Alice, Darling

A
 

Bill Nighy’s daughter makes her feature directorial debut with a totally persuasive female view of male dominance.

Alice, Darling

Wunmi Mosaku, Anna Kendrick and Kaniehtiio Horn

Anyone seeking a film with a marked feminine sensibility need look no further. Alice, Darling measures up to that on every level. The screenplay, her second to be filmed, is by Alanna Francis, while the director, Mary Nighy, the daughter of Bill Nighy, is making her first feature film following short pieces and work for television. The story they have chosen to tell concerns a man, Simon (Charlie Carrick), who may stop short of physically abusing his partner, Alice (Anna Kendrick, herself an executive producer of this film), but Alice, Darling is an all-out attack on men who dominate their partners and treat them as their inferiors. It is Kendrick’s Alice who is very much the central figure here, but her two best friends, Tess (Kaniehtiio Horn) and Sophia (Wunmi Mosaku) also feature prominently. Indeed, having once introduced us to the principal characters in a city setting where Simon, an artist, is holding an exhibition, the film abandons that location for the rest of its length and proceeds to depict the three women sharing a rural vacation, one set up in celebration of Tess having her 30th birthday. The fact that Alice has chosen to hide what she is doing from Simon – she claims to be taking a work trip – is an early indication of the extent of Simon's controlling ways. She is in love with him but goes out of her way to hide anything which might antagonise him.

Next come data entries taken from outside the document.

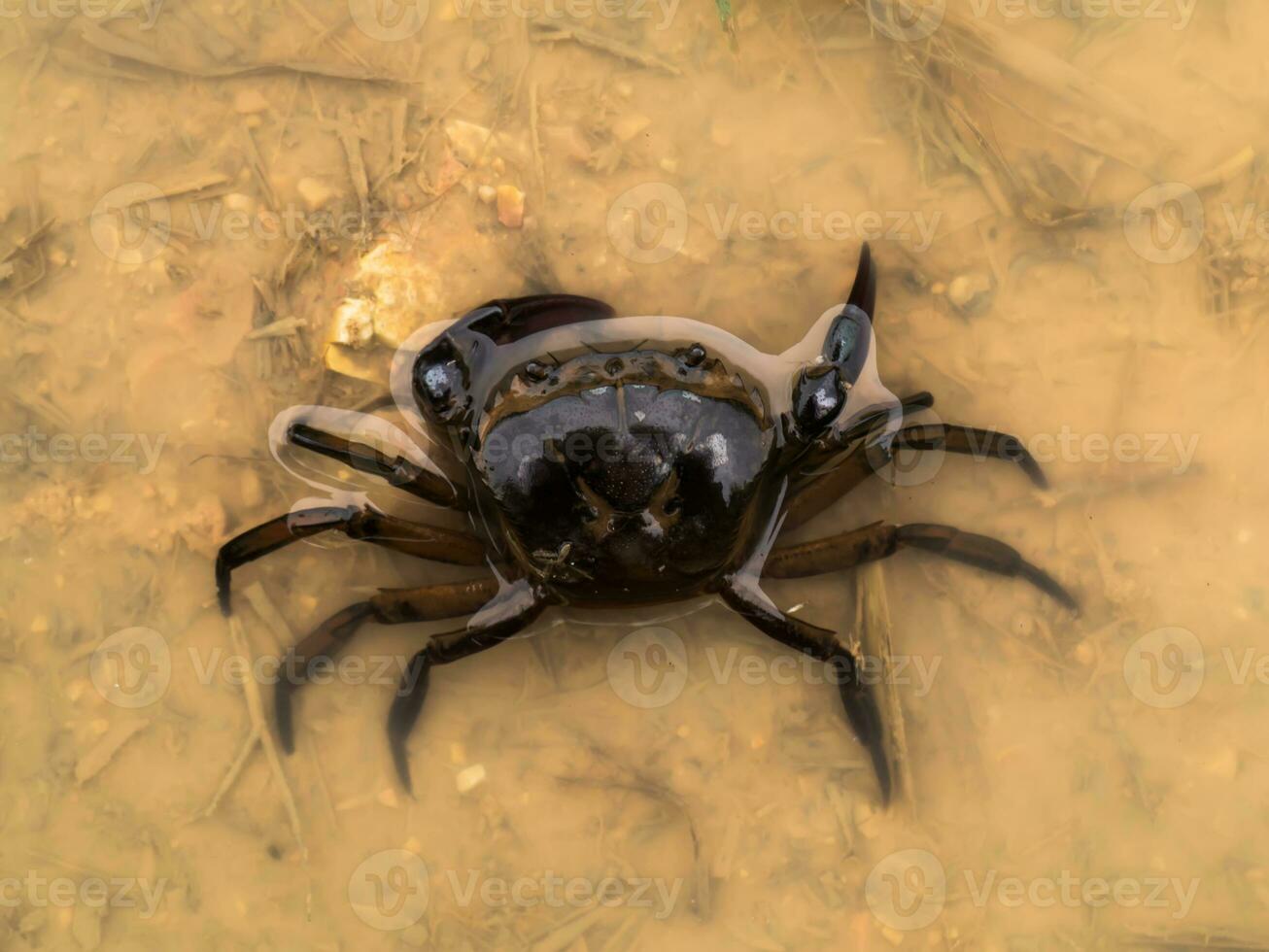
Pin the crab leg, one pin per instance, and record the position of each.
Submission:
(824, 491)
(857, 696)
(882, 539)
(356, 522)
(398, 607)
(397, 471)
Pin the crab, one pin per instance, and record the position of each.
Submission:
(608, 460)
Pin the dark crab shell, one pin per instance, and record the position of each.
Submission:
(633, 459)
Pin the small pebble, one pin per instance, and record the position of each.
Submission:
(315, 191)
(476, 56)
(510, 206)
(250, 100)
(469, 778)
(630, 126)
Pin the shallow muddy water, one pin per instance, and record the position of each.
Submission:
(212, 214)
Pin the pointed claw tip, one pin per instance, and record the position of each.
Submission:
(223, 586)
(282, 716)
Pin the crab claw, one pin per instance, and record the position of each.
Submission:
(405, 710)
(865, 716)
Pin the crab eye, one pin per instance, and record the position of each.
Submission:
(846, 344)
(440, 379)
(692, 356)
(819, 396)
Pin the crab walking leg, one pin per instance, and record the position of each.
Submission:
(443, 649)
(397, 471)
(400, 607)
(360, 524)
(822, 492)
(882, 539)
(428, 603)
(857, 697)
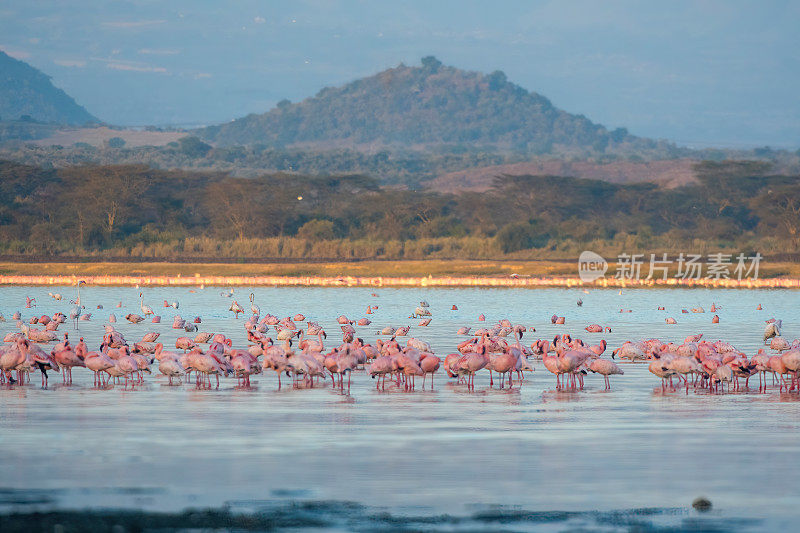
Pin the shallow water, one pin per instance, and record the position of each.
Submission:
(424, 453)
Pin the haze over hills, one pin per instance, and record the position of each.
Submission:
(26, 91)
(422, 107)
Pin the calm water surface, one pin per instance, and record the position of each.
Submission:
(428, 452)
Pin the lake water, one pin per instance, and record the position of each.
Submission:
(484, 459)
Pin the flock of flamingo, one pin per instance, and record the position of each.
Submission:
(300, 353)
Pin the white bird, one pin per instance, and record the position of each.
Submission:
(236, 308)
(256, 310)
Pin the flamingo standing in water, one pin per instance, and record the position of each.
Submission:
(605, 368)
(255, 309)
(146, 309)
(236, 308)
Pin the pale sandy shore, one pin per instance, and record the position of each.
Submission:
(429, 273)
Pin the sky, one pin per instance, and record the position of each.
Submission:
(701, 73)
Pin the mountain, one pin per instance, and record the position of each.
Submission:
(27, 93)
(422, 106)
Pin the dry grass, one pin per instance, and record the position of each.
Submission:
(433, 268)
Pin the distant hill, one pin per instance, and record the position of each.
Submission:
(27, 93)
(423, 106)
(666, 173)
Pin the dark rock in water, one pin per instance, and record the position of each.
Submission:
(701, 504)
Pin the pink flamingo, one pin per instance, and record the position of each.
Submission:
(605, 368)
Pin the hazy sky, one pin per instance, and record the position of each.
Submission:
(704, 72)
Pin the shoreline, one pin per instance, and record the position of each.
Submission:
(380, 281)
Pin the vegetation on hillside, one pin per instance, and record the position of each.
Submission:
(143, 212)
(429, 105)
(26, 92)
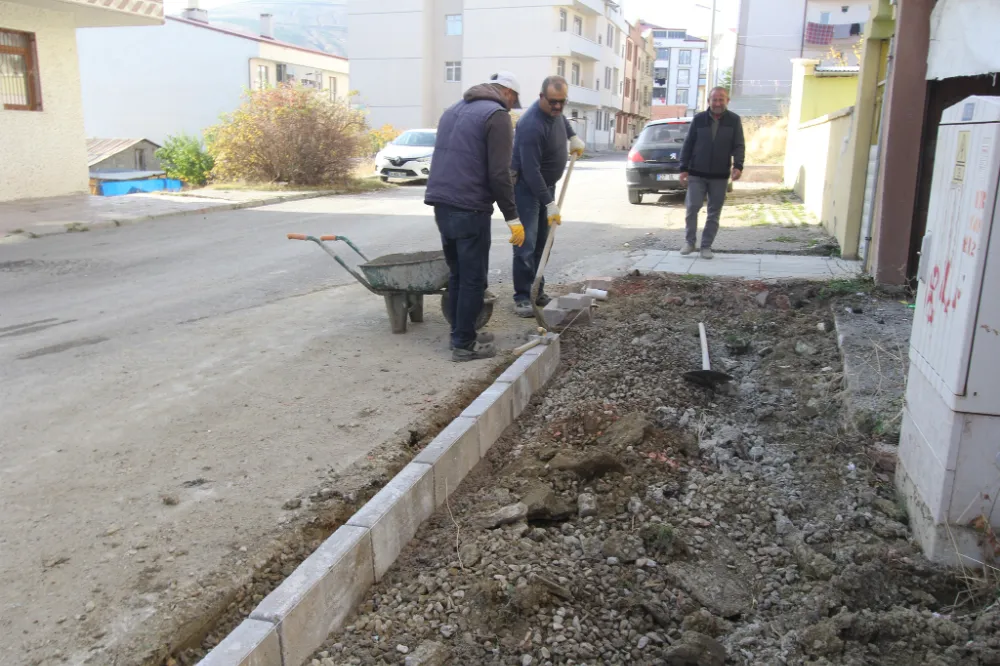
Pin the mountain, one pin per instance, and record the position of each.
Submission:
(315, 24)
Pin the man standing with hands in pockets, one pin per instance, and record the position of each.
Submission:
(540, 155)
(713, 153)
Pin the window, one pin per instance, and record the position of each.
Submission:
(20, 87)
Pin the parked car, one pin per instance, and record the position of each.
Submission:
(407, 157)
(654, 162)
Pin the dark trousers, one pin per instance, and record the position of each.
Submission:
(536, 231)
(465, 237)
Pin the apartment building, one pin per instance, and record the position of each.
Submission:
(773, 32)
(679, 70)
(440, 48)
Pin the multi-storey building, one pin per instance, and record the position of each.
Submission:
(679, 69)
(440, 48)
(773, 32)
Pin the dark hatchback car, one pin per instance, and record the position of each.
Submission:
(655, 159)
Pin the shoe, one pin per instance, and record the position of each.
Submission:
(477, 353)
(482, 338)
(524, 309)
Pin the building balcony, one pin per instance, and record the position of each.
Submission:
(584, 96)
(570, 44)
(101, 14)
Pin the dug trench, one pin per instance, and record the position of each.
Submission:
(630, 517)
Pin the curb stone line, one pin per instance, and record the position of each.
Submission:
(294, 620)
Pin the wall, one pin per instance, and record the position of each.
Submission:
(140, 81)
(43, 153)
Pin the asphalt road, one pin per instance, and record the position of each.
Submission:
(210, 360)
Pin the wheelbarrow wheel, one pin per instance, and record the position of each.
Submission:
(484, 314)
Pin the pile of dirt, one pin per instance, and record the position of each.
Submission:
(630, 517)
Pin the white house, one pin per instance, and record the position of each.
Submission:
(773, 32)
(439, 48)
(43, 148)
(180, 77)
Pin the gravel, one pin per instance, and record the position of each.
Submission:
(632, 518)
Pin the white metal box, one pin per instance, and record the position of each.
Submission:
(956, 329)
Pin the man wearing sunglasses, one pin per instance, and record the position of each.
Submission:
(540, 155)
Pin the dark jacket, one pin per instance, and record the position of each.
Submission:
(471, 166)
(540, 150)
(701, 156)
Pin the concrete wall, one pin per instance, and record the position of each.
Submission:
(142, 82)
(43, 153)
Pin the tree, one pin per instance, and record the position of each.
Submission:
(183, 157)
(288, 134)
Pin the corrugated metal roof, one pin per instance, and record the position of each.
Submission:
(99, 150)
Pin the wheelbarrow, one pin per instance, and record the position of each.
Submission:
(403, 280)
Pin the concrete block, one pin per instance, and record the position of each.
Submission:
(494, 411)
(253, 643)
(453, 454)
(575, 301)
(320, 594)
(603, 283)
(396, 512)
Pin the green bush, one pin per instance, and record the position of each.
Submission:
(184, 158)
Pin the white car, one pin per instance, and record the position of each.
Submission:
(407, 157)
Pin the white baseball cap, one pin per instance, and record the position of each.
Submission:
(507, 80)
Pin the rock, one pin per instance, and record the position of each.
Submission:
(803, 348)
(544, 504)
(627, 431)
(696, 650)
(714, 586)
(470, 555)
(428, 653)
(504, 516)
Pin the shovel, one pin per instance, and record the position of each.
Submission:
(706, 376)
(536, 286)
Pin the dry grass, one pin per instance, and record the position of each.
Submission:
(765, 138)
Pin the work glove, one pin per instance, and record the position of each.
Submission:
(516, 232)
(552, 210)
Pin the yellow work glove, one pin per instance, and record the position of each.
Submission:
(516, 232)
(552, 210)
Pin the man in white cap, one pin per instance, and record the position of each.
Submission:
(472, 156)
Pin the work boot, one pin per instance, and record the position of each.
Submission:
(478, 352)
(482, 338)
(523, 309)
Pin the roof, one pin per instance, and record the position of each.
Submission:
(256, 38)
(99, 150)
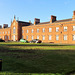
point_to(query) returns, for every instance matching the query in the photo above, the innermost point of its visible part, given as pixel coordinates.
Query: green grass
(37, 59)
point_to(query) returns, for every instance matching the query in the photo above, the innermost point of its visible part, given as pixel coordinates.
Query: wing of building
(54, 31)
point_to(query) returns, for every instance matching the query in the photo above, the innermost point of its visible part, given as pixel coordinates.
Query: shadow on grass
(37, 61)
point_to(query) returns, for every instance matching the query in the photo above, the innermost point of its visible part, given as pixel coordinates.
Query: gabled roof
(22, 22)
(65, 20)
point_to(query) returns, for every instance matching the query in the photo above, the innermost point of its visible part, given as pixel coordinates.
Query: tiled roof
(22, 22)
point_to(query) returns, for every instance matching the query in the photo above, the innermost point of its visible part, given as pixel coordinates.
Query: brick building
(54, 31)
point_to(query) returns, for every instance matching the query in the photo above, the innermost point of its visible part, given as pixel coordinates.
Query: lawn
(37, 59)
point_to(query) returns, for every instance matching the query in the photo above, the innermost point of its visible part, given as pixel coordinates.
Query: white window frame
(73, 28)
(27, 31)
(8, 37)
(32, 30)
(32, 37)
(22, 31)
(57, 37)
(43, 37)
(5, 37)
(0, 37)
(50, 29)
(43, 30)
(37, 30)
(73, 37)
(65, 37)
(14, 30)
(50, 37)
(22, 36)
(3, 32)
(65, 28)
(8, 32)
(37, 36)
(27, 37)
(57, 29)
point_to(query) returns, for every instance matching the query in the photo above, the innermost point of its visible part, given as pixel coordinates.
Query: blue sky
(29, 9)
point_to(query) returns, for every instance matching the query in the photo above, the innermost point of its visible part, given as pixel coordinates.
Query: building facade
(54, 31)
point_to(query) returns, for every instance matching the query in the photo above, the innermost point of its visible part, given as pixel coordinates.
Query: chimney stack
(36, 21)
(73, 18)
(53, 19)
(5, 25)
(0, 26)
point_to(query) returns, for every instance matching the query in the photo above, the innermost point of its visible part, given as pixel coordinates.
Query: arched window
(14, 29)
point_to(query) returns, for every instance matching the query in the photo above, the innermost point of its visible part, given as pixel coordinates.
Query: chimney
(0, 26)
(73, 18)
(5, 25)
(53, 19)
(36, 21)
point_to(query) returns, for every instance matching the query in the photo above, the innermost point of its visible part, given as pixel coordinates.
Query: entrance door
(13, 37)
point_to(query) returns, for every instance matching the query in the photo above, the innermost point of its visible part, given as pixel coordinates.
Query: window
(37, 30)
(57, 37)
(43, 37)
(27, 31)
(3, 32)
(22, 31)
(32, 30)
(73, 37)
(8, 32)
(73, 28)
(5, 37)
(22, 36)
(65, 37)
(50, 37)
(57, 29)
(50, 29)
(27, 37)
(43, 29)
(65, 28)
(32, 37)
(8, 37)
(37, 36)
(14, 29)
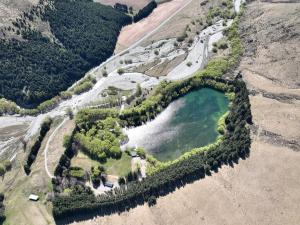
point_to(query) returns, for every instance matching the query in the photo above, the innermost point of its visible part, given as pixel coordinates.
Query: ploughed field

Although Simon will turn up again later in the film (having discovered where she is, he arrives there to bring her back), Alice, Darling sees everything through the eyes of the women. Indeed, it traces with subtlety the tensions that can arise when women who are anxious for the situation of a best friend try to alert her to their concerns only to find that she can turn resentful because she is in denial about what is happening to her. Because the focus is on the conflict within Alice’s own head and because the viewer is hoping throughout the film that she will come to acknowledge the extent to which she is being imposed upon, Alice is always the key figure. Nevertheless, the portraits of Tess and Sophia are vividly and sympathetically realised and the film, firmly steering clear of melodrama, shows with conviction how Simon is trying to change Alice by making her subservient and turning her into the person that suits his ends. He is doing this even to the point of seeking to break the bond that she has established with Tess and Sophia.

This is a serious, sensitive film, and its tone is one to which Anna Kendrick commits herself absolutely. Horn and Mosaku are fine too, with Mosaku impressing here no less than she did recently in Call Jane. It's also the case that Carrick contributes to the tone by expressing Simon’s true character without overplaying the role. But, if quiet authenticity seems to be the keynote sought, certain aspects of Alice, Darling tend to work against that. Particularly in its first half one finds much abrupt editing and the inclusion of memory shots of Simon, even if intended to depict a half-buried unease in Alice's mind, disrupt the flow of the film. There is also the fact that it begins with underwater shots which have a symbolical air that does not really fit in (despite which the film’s conclusion chooses to return to this mode). Furthermore, for a full sense of authenticity it would be preferable to have a music score that took more time off and there are other issues too. In the background the film references a girl who has gone missing and scenes of the search for her are incorporated. By implication her fate is to be seen as another example of a woman victimised, but as a sub-plot it never really earns its place even if it does provide opportunities for exterior scenes and thus to limit the feeling of this being a work which plays out in a single interior setting. Even so and despite this appearing to be a screen original, the film’s concentration on its four leading characters does give the impression of a drama that could have been conceived as a stage work. The intentions behind Alice, Darling are admirable and the acting never lets it down, but nevertheless I found that it failed to hit home to the extent that it should have and which is possible even when a drama adopts a quiet tone. However, those who are drawn to this film by its female sensibility will welcome it and for those viewers able to identify with Alice and her friends from personal experience it may indeed carry that extra punch.

MANSEL STIMPSON

Cast
: Anna Kendrick, Kaniehtiio Horn, Charlie Carrick, Wunmi Mosaku, Mark Winnick, Daniel Stolfi, Viviana Zarrillo.

Dir Mary Nighy, Pro Katie Bird Nolan, Lindsay Tapscott, Christina Piovesan and Noah Segal, Screenplay Alanna Francis, Ph Mike McLaughlin, Pro Des Jennifer Morden, Ed Gareth C. Scales, Music Owen Pallett, Costumes Marissa Schwartz.

Babe Nation Films/Elevation Pictures/Castelletto Films/Ontario Creates-Lionsgate UK.
90 mins. Canada/USA. 2022. US and UK Rel: 20 January 2023. Cert. 15.